Response Surface Optimization of Oil Removal Using Synthesized Polypyrrole-Silica Polymer Composite.

The severity of oil pollution, brought about by improper management, increases daily with an increase in the exploration and usage of oil, especially with an increase in industrialization. Conventional oil treatment methods are either expensive or time consuming, hence the need for new technologies. The aim of this research is to synthesize polypyrrole-modified silica for the treatment of oily wastewater. Pyrrole was copolymerized with silica in the presence of ferric chloride hexahydrate by adding 23 mL of 117.4 g/dm3 ferric chloride hexahydrate drop wise to a silica-pyrrole mixture (1:2.3). The mixture was stirred for 24 h, filtered and dried at 60 °C for 24 h. The composite was then characterized using FTIR and SEM/EDX. A central composite model was developed in design expert software to describe the efficiency of oil removal using the polypyrrole-modified silica under the influence of initial oil concentration, adsorbent dosage and contact time. The synthesized adsorbent had FTIR bands at 3000-3500 cm-1 (due to the N-H), 1034 cm-1 (attributed to the Si-O of silica), 1607 cm-1 and 1615 cm-1 (due to the stretching vibration of C=C of pyrrole ring). The adsorption capacity values predicted by the central composite model were in good agreement with the actual experimental values, indicating that the model can be used to optimize the removal of oil from oily wastewater in the presence of polypyrrole-modified silica. The adsorbent showed excellent oil uptake when compared with similar materials. The optimum conditions for oil removal were 7091 mg/L oil concentration, 0.004 g adsorbent dosage and contact time of 16 h. Under these conditions, the percentage of oil adsorption was 99.3% and adsorption capacity was 8451 mg/g. As a result of the low optimum dosage and the lack of agitation, the material was found to be applicable in the remediation of field wastewater.

1. Introduction

Generally, oils in wastewater are classified as either dissolved or dispersed. Dissolved oils are either aromatics, acids or phenols, while dispersed oils are either aromatics, acids or aliphatics.

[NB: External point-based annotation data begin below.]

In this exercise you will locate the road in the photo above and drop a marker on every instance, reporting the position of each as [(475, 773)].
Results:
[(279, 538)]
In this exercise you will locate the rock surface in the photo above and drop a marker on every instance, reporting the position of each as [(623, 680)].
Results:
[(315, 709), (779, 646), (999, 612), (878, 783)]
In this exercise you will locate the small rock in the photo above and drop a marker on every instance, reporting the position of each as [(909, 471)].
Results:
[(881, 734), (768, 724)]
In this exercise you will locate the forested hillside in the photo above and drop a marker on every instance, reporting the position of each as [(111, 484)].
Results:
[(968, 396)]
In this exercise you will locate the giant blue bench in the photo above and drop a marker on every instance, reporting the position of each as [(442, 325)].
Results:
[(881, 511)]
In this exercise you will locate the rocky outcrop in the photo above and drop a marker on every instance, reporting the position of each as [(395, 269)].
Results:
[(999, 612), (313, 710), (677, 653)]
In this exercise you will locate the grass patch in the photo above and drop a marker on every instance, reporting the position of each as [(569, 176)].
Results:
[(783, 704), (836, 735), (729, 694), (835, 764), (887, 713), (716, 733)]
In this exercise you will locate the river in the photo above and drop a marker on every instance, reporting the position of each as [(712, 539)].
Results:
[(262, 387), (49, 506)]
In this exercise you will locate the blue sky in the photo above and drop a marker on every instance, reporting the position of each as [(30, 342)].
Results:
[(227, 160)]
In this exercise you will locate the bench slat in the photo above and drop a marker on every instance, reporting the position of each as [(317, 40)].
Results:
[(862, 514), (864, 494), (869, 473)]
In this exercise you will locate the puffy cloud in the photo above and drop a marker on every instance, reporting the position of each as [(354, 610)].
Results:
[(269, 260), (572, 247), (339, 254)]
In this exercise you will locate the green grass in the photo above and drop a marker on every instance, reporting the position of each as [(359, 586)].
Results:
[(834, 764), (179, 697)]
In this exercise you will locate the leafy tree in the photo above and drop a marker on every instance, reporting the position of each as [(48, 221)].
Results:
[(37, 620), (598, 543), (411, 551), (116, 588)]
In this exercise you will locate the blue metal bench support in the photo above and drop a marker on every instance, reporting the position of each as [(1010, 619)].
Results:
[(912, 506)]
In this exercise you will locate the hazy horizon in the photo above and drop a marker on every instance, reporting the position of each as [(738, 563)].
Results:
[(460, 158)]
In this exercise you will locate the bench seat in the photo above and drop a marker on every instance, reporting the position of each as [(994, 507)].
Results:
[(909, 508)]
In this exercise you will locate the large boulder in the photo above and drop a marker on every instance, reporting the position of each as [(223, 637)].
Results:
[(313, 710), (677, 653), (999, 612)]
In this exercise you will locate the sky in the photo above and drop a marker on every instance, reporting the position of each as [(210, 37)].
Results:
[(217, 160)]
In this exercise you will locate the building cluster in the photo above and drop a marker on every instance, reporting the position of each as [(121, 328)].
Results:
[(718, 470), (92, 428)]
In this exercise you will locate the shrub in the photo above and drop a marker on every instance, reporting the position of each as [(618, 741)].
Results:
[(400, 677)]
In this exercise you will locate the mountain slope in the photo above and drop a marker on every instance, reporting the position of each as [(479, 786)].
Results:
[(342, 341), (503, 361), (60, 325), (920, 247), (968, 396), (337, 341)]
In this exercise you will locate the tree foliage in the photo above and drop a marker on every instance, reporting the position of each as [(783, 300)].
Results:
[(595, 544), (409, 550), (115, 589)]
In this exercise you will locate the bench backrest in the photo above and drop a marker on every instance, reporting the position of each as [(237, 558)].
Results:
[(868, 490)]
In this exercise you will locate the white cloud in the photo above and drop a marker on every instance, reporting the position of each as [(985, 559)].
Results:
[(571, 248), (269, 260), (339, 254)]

These groups of compounds are stable to light and heat, and as a result, they do not biodegrade easily and thus have a high pollution potential [1]. They are released into the environment during mining and transportation, thereby earning a top spot on the environmental issues list [2,3,4,5,6]. Methods that have been previously used in the removal of organic pollutants from water and in the treatment of oily wastewater are coagulation, filtration with coagulation, precipitation, ozonation, adsorption, ion exchange, reverse osmosis, biological methods and advanced oxidation processes. These methods, except for adsorption, are expensive to run, cannot be used without proper training, and in the case of biological methods, take up too much time [7].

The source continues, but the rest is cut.